Based on the databases TrEMBL (Bairoch & Apweiler, 2000) and SwissProt (Bairoch & Apweiler, 2000), we assigned gene functions in accordance with the best match of the alignments. The domains and motifs of water buffalo genes were acknowledged by InterProScan (Quevillon et al., 2005) against six protein databases, including ProDom, Pfam, PRINTS, PANTHER, PROSITE, and SMART. Meanwhile, we obtained Gene Ontology (GO) (Ashburner et al., 2000) IDs for each gene from the corresponding InterPro entries. At last, we aligned all genes against KEGG proteins and pathway.

Gene family clusters

We used the Treefam (Li et al., 2006) methodology to define a gene family as a group of genes that descended from a single gene in the last common ancestor of a considered species. As per the following steps: (a) Blastp was applied to all protein sequences (water buffalo, Bactrian Camel, cattle, horse, yak, American bison) against a database containing a protein dataset of all species with the e‐value of 1 × e −7 and conjoined fragmental alignments for each gene pair by Solar (Li et al., 2010). We assigned a connection (edge) between the two nodes (genes) if more than one‐third of the region aligned to both genes.
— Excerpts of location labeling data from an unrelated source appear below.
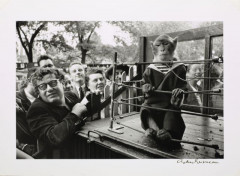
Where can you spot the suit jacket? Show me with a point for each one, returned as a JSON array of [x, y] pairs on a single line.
[[23, 133], [54, 127]]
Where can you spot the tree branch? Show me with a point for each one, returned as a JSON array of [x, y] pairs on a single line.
[[24, 35], [21, 40], [91, 33], [37, 31], [80, 37]]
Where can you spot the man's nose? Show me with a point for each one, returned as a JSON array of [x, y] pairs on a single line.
[[49, 87], [161, 47], [99, 81]]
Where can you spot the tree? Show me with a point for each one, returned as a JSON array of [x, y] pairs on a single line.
[[83, 31], [27, 32]]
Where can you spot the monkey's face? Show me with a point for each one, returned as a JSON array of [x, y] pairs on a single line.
[[162, 50]]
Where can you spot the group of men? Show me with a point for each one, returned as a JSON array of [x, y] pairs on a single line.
[[47, 115], [54, 115]]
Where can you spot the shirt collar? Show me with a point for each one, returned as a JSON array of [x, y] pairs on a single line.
[[29, 96]]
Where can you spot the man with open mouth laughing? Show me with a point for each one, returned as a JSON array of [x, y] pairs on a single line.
[[54, 117]]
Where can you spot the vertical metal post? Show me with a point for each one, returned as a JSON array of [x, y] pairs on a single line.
[[113, 89], [207, 73]]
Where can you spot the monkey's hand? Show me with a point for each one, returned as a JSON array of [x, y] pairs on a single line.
[[177, 97], [147, 90]]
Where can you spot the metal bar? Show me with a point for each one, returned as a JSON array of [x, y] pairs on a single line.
[[211, 92], [113, 90], [215, 116], [195, 143], [184, 105], [204, 107], [215, 60], [139, 146], [203, 78], [175, 140]]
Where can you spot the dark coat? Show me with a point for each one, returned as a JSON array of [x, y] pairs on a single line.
[[23, 133], [170, 121], [54, 127]]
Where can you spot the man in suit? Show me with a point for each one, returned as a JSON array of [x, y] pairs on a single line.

An H‐score that ranged from 0 to 100 was used to weigh the similarity (edge). (b) Extraction of gene families (clustering by H‐cluster_sg). We used the average distance for the hierarchical clustering algorithm, requiring the minimum edge weight (H‐score) to be larger than 5, and the minimum edge density (total number of edges/theoretical number of edges) to be larger than one‐third.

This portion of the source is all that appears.